Situação da população de rua é uma das preocupações
O Fórum Popular de Assistência Social irá realizar reuniões ordinárias, mas ainda não definiu a periodicidade dos encontros. “Vamos avaliar o impacto desses chamamentos nas vidas das pessoas, porque entendemos que toda a cidade é atingida pelo aumento que vemos de moradores em situação de rua, pelo corte de benefícios, como auxílio-moradia”, pontua Azarias. Ele também enxerga com preocupação a falta de avanço para a colocação em prática do Plano de Políticas Públicas para Pessoas em Situação de Rua que, desde 2016, quando foi elaborado e apresentado pelo Comitê Pop Rua, aguarda o andamento dos trâmites para sua aprovação por parte do Poder Executivo. “Isso evidencia uma falta de sensibilidade por parte da Administração em, minimamente, discutir o tema.
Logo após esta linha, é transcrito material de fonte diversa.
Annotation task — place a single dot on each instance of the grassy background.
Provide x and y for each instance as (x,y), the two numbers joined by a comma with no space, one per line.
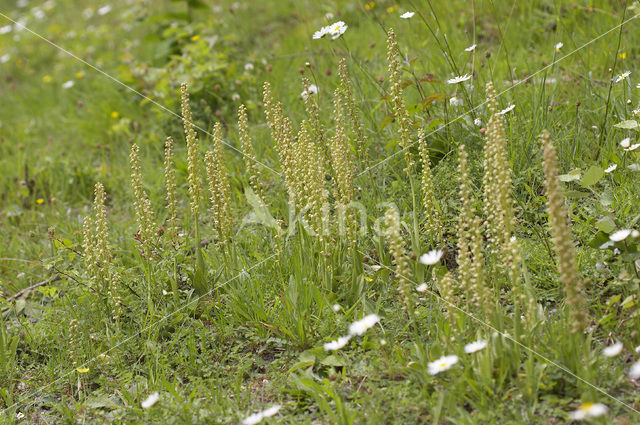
(259,340)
Esse plano já tem algum tempo que foi elaborado em cima de critérios técnicos, de participação de moradores em situação de rua, e percebemos o aumento dessa população. Esse é o problema mais grave que temos hoje nesse setor”, avalia o coordenador do Movimento Negro Unificado, ressaltando que: “Essa é uma situação que só vai ter sucesso se a Administração dialogar com os movimentos sociais.”
Em matéria publicada pela Tribuna, no último dia 6, quando esse mesmo tema foi abordado, a Secretaria de Desenvolvimento Social informou que o Plano de Políticas Públicas para Pessoas em Situação de Rua, devido à sua complexidade, foi analisado, tendo sido elaborado um parecer com as alterações necessárias para dar andamento ao processo. A pasta também afirmou que a intenção é apresentá-lo na próxima reunião mensal com o Comitê. Acerca do corte do auxílio-moradia, a pasta afirmou que se trata de um beneficio eventual, para auxiliar a pessoa em situação de vulnerabilidade social ou em risco habitacional, que será incluída no auxílio através de um relatório social. Devido ao cumprimento da Lei Federal 13.019, o programa passará por uma reordenação. Segundo a Secretaria, não há registro sobre a participação de moradores em situação de rua no auxílio-moradia.
Crise
A militante Laiz Perrut, que faz parte do coletivo Maria Maria, também é integrante do fórum. Para ela, a assistência social na cidade vive uma crise. “Nos propomos a pensar em como podemos interferir nessas situações. No caso das mulheres em situação de rua, vamos acompanhar esse trabalho, porque esse cenário é muito grave. Esse tempo de frio complica ainda mais a condição delas.”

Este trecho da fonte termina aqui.